Im vergangenen Jahr hat es den Ulmer Softwarehersteller S.A.D. getroffen, ebenfalls Anbieter eines DVD-Kopierprogramms. Die Firma hatte ein Programm auf den Markt gebracht, mit dem es möglich war, geschützte DVDs mehrfach zu kopieren. Gestützt auf das Rechtsgutachten eines prominenten Informationsrechtlers hielt S.A.D. das für rechtens. Prompt flatterte die Abmahnung der Musikindustrie ins Haus. S.A.D. gab sich kampfeslustig und versprach, den Weg durch die Instanzen anzutreten, gab jedoch angesichts der drohenden Prozesskosten klein bei, als der Richter sich weigerte, den von der Industrie angesetzten Streitwert von einer Million Euro zu überprüfen.

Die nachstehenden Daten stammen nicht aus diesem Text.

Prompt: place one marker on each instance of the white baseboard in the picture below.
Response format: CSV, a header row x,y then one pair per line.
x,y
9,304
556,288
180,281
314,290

Den Streitwert im »Fall Heise« haben die Musikunternehmen bei 250 000 Euro angesetzt, berichtet Joerg Heidrich, Justiziar das Verlags. Wie beim Vorgehen gegen S.A.D. wurde die Abmahnung von acht Firmen der Musikindustrie veranlasst. Ein Blick ins Rechtsanwaltsvergütungsgesetz zeigt, dass bei acht Parteien die Gebühren das Maximum erreichen. Das sei aber nicht der Grund für die Anzahl der Mandanten, sagt Frommer: »Wenn wir das Mandat von zehn Firmen bekommen hätten, wären es eben zehn gewesen.« Verwunderlich ist nur, dass die Unternehmen Bertelsmann und Edel jeweils von zwei Tochterfirmen vertreten sind.

Nun sind derartige Methoden von juristischen Tricksereien in der Geschäftswelt üblich. Man kann das bedauern, aber es geht nicht darum, über die Ungerechtigkeit der Welt zu lamentieren, sondern darum, darauf hinzuweisen, dass die Produktion von Meinung in Wort, Schrift und Bild etwas anderes ist als die Herstellung von Dachpappe, wie es Herbert Riehl-Heyse einmal formulierte.

Insofern kann man froh sein, dass die Abmahnung den Heise-Verlag getroffen hat und nicht einen Ärmeren oder Nachgiebigeren aus der Branche. Der Verlag hat die Abmahnung zurückgewiesen, die Musikkonzerne haben eine einstweilige Verfügung beantragt. Und siehe da, am Montag vergangener Woche hat das Landgericht München den Antrag zurückgewiesen – allerdings nur in Teilen: Heise muss demnach den Link aus dem Artikel entfernen. Natürlich tauchte er Minuten später in einem Forumsbeitrag zum Artikel wieder auf.

Noch liegt die schriftliche Urteilsbegründung nicht vor. Der Verlag kündigt an, das Urteil zu prüfen und dann zu entscheiden, ob man weiter dagegen vorgehen werde. Trotz der zu erwartenden hohen Prozesskosten werde man das Verfahren auch über mehrere Instanzen führen. Auf den Fortgang darf man gespannt sein. In den Redaktionen natürlich, aber auch im Bundesjustizministerium.